A vrai dire, pour ces juges, magistrats, avocats, journalistes et psychiatres, Thierry Paulin est un être inédit. Ces derniers ont devant eux un jeune homme qui surpasse toutes leurs attentes. Comment peut-il être afro descendant tout en tant Métis sans avoir un parent blanc et noir? Il est bisexuel, souffre de dépendance occasionnelle à l’héroïne, s’est travesti en fin d’adolescence et sa personnalité est grandement duelle. Au lieu de reconnaître que Paulin est une énigme pour eux dès lors que le corps noir et l’expérience antillaise leur sont inconnus, Bornstein écrit des théories farfelues, et le corps judiciaire, quant à lui, préfère se murer dans le silence. Sûrement par peur de découvrir que le monstre Paulin aurait pu être le produit direct de sa société de l’époque.

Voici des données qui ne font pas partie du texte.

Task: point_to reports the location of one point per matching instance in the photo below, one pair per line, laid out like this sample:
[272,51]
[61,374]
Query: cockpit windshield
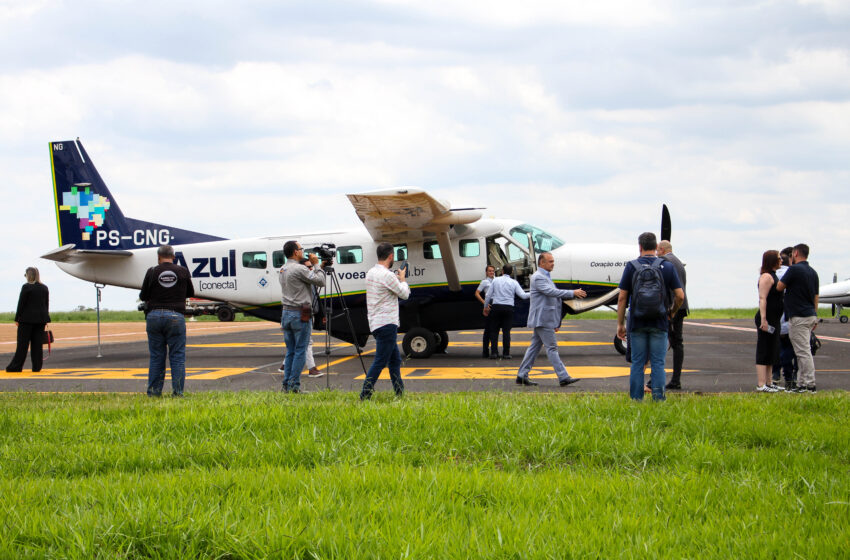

S’il reconnut près de vingt-et-un meurtres au cours de sa folie meurtrière de 1984 à 1987, la police française a assez d’éléments pour contrer ce nombre. Paulin aurait tué près de quarante vieilles dames, et peut-être encore plus. Avec Jean-Thierry Mathurin tout d’abord, puis avec un ou plusieurs complices que Paulin n’a jamais dénoncé, contrairement à Mathurin.
Si des documentaires criminels ont été réalisés sur Paulin, tous feignent de capter de la profondeur complexe de cet individu hors-normes. Cela s’explique pour une raison qui est liée au refus des journalistes et des magistrats de se pencher sur la question raciale. Pour Guy Georges, la question raciale fut superficiellement abordée mais pas pour Paulin présenté au public comme un sanguinaire fou sorti de nulle part. Puisqu’il est Martiniquais, il est Français, et donc, la dynamique familiale et identitaire dont il provient ne peut pas être si différente que celle d’un Blanc métropolitain.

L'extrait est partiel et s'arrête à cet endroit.